Text Classification Learning (6) AdaBoost and SVM

I jumped directly from feature extraction to BoostSVM because I have been writing programs, analyzing junk text, and thinking about the shortcomings of text classification for identifying junk text. Learning text classification by yourself is all about identifying junk text.

The blog in the middle will be added after you have thoroughly researched it.

 

Because when getting junk text, it is found that junk text is not simple junk text, they have multiple characteristics:

1. There are many kinds, and it is difficult to have common characteristics. Advertising covering all walks of life, or politically sensitive content, or pornographic information. Unlike text classification, which belongs to a category of text, their content belongs to that field, and feature extraction is very convenient

2. It has a certain degree of disguise. On the surface, 80% of the content is normal, and only 20% of the content of the advertisement is introduced.

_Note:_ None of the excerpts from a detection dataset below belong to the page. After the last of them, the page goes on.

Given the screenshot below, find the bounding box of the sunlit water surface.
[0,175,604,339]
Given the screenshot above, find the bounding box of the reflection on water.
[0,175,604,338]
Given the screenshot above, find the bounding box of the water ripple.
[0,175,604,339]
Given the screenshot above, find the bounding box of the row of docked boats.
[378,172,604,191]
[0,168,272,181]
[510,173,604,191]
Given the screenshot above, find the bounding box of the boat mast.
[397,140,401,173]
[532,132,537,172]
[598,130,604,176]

3. The forms are diverse, there are a lot of junk texts in Martian script, and there are a lot of junk texts with links, all of which cannot be segmented.

 

One of the reasons why AdaBoost is considered is because someone has indeed studied the combination of AdaBoost and SVM, which combines the weak classifiers trained by SVM into a strong classifier.

The second is because, I feel that SVM will have a poor classification effect on the garbage text described above. SVM originally trained a strong classifier. If the correct rate of adjustment parameters is always about 50%, then it is a weak classifier. Can this problem be solved by AdaBoost? Everything has to be verified in practice.

 

The basic idea of ​​AdaBoost algorithm:

At the beginning, a training set N is given, and the training set is marked with a weight W, and W = 1/N of all training samples in the initial stage.

Then learn through machine learning to get a classifier (weak classifier). It is found that some samples in the training set will be wrongly classified through this weak classifier. We increase the weights of these wrongly classified samples and calculate the weights of this classifier.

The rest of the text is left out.